Are we not capable of recognizing it when we finally do see it? Are we not capable of turning the trend around? We
do not have to go the way of Rome and the other ancient civilizations.
But we have to know about the problem, and we have to understand the
problem. The difficulty is not in solving the problem. The difficulty is
in understanding it. Once the problem is correctly understood, solving
it is the easy thing.
Just to be clear on this, neither the Democrats nor the Republicans understand the problem. The hard work is yet to be done.
In
the October 1950 edition of the journal *Agricultural History*, one
finds Lee Benson's article "Achille Loria's Influence on American
Economic Thought". JSTOR provides access to the article at no cost. Below is Benson's opening paragraph:
In
recent years a mantle of obscurity has fallen over the name and
reputation of the Italian economist, Achille Loria. Yet, in the last two
decades of the nineteenth century, his system of "economic sociology"

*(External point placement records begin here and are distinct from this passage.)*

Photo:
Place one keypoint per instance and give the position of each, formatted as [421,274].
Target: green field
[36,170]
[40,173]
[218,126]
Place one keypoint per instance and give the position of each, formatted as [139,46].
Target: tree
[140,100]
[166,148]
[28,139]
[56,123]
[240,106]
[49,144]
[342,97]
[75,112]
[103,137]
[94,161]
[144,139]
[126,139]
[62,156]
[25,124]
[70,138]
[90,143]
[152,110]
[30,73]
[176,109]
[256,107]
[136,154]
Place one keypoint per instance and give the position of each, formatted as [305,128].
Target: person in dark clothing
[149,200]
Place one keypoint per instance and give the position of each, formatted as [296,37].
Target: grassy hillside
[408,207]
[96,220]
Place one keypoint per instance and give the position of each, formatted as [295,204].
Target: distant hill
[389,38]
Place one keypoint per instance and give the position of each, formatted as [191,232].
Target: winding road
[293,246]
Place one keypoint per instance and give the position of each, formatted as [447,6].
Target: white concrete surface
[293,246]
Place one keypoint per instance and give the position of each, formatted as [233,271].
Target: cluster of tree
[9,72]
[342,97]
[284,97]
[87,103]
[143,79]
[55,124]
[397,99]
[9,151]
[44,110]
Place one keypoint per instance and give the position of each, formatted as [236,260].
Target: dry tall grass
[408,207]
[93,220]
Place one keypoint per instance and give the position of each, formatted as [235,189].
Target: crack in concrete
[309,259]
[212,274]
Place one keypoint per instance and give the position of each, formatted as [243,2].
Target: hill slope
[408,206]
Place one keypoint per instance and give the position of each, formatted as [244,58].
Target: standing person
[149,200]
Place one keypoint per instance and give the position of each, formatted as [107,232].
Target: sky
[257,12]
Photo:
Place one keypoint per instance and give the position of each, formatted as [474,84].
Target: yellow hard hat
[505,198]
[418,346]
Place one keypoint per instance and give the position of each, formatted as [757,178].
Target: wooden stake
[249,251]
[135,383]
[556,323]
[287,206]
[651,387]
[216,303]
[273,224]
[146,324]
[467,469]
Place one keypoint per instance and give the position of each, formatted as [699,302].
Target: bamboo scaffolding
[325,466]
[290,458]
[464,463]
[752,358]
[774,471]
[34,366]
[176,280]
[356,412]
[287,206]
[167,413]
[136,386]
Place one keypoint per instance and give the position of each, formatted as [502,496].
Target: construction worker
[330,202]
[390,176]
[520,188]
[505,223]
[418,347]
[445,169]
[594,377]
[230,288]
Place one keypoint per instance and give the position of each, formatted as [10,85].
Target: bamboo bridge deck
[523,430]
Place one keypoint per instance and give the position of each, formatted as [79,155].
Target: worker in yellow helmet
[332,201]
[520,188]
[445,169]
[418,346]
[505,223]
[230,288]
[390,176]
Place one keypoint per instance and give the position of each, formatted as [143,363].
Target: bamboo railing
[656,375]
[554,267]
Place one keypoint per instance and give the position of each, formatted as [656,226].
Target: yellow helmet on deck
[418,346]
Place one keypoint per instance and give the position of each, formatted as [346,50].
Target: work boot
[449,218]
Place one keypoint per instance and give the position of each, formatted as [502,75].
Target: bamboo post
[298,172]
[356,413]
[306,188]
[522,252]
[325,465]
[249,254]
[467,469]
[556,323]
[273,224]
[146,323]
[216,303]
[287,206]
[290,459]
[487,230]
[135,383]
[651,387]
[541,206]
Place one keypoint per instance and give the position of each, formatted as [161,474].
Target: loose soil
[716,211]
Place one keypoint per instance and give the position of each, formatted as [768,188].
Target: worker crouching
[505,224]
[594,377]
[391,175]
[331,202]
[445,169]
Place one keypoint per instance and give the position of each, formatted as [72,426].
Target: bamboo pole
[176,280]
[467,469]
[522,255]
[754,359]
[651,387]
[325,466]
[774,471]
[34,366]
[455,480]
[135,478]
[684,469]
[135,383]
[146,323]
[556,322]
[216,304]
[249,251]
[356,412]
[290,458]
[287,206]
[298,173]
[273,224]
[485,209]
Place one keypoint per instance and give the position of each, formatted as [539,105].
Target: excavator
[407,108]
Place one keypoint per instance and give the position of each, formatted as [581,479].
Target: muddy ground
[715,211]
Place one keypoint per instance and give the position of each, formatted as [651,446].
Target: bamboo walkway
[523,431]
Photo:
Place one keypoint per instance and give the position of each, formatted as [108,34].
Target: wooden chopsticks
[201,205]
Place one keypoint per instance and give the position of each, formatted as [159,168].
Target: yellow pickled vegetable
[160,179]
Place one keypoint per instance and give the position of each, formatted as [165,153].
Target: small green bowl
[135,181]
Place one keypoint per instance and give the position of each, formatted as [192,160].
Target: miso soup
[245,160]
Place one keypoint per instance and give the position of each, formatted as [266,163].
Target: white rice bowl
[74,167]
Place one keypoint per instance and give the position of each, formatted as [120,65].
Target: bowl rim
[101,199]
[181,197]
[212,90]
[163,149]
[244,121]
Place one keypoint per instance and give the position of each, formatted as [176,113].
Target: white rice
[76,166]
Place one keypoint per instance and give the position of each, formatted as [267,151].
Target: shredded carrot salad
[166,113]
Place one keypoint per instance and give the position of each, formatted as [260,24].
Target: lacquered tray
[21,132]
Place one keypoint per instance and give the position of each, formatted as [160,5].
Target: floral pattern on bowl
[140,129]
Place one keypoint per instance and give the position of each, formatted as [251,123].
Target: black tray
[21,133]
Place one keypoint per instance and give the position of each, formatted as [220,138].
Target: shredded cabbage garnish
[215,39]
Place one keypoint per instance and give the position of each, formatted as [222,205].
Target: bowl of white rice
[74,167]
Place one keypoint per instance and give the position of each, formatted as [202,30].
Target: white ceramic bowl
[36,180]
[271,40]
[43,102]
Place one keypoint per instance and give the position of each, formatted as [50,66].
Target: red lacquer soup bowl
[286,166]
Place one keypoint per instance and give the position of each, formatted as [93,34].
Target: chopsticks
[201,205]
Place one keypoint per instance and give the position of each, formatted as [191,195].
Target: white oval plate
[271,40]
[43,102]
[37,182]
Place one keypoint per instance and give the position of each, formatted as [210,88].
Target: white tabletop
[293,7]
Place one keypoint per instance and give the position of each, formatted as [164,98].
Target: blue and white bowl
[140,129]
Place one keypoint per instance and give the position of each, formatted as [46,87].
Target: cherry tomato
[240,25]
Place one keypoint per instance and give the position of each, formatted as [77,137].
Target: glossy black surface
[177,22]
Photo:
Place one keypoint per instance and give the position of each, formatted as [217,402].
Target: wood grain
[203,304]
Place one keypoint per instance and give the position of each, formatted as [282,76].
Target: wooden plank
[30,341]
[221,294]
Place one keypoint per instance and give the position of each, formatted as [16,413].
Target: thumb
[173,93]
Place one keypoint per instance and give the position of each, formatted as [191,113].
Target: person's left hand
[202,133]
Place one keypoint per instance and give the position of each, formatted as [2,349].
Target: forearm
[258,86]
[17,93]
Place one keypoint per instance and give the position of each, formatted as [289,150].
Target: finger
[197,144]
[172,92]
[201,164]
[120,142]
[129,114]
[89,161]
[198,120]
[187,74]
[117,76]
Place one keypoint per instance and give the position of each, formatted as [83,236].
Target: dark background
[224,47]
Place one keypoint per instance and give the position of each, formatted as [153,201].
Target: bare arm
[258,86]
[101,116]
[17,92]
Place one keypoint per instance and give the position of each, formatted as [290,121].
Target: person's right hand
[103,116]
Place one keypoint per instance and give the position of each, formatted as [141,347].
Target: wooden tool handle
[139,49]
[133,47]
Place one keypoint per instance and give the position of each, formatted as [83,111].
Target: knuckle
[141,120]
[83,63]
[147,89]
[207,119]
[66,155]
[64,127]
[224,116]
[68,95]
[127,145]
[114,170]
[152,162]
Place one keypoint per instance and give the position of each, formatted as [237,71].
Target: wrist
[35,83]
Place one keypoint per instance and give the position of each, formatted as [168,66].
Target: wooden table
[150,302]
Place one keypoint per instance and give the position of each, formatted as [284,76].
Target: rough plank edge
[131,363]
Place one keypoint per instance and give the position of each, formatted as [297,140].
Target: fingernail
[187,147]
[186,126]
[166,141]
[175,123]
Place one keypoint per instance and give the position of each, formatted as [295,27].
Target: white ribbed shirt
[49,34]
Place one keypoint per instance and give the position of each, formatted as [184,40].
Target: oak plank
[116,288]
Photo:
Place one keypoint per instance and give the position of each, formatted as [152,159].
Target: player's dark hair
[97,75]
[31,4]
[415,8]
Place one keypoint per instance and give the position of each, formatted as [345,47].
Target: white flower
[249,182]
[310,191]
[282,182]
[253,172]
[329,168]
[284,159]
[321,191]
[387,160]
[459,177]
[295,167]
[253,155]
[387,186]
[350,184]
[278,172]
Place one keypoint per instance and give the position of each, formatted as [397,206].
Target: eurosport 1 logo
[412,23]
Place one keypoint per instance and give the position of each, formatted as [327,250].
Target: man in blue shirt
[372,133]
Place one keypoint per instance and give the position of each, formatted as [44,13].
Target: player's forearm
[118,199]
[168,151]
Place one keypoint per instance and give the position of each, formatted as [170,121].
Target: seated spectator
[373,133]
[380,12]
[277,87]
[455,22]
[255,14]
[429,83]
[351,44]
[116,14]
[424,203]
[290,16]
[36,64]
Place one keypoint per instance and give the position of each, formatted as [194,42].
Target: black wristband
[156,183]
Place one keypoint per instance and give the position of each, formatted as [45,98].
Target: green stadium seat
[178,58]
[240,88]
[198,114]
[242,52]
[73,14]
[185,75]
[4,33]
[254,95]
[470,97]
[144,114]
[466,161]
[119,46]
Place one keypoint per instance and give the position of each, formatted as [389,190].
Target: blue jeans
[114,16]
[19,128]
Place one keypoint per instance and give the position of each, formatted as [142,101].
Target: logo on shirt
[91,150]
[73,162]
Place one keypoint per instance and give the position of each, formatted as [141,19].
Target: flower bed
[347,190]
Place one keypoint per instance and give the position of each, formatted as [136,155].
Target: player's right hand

was of primary importance, and contemporary observers placed him among
the foremost academicians of the time. His contributions to the economic
interpretation of history and his theories concerning the role of land
in the social process profoundly influenced both European and American
thought. Thus there is a warrant for attempting to rescue him from an
undeserved obscurity.
That's great, and maybe I can
help rescue Loria from that obscurity. But my purpose here is to repeat
Sidney Ball's description of Loria's view
that all
social causation is ultimately economic, and that all social
institutions -- moral, legal, and political -- have their origin in the
economic relations of the different social classes.
When
you turn the news on and it is all politics, try to remember: the
underlying cause of it all is that our economy is in decline. When you turn the news on and it is war over Gaza and war
over Crimea -- war over land, Loria would point out -- remember what
people say: "War is politics by other means." Politics by worse means. Things get worse. And the root of it all is economic decline.
Long-term economic decline is indistinguishable from the decline of civilization. If it continues, long-term economic decline creates the decline of civilization. If we solve the economic problem, it doesn't.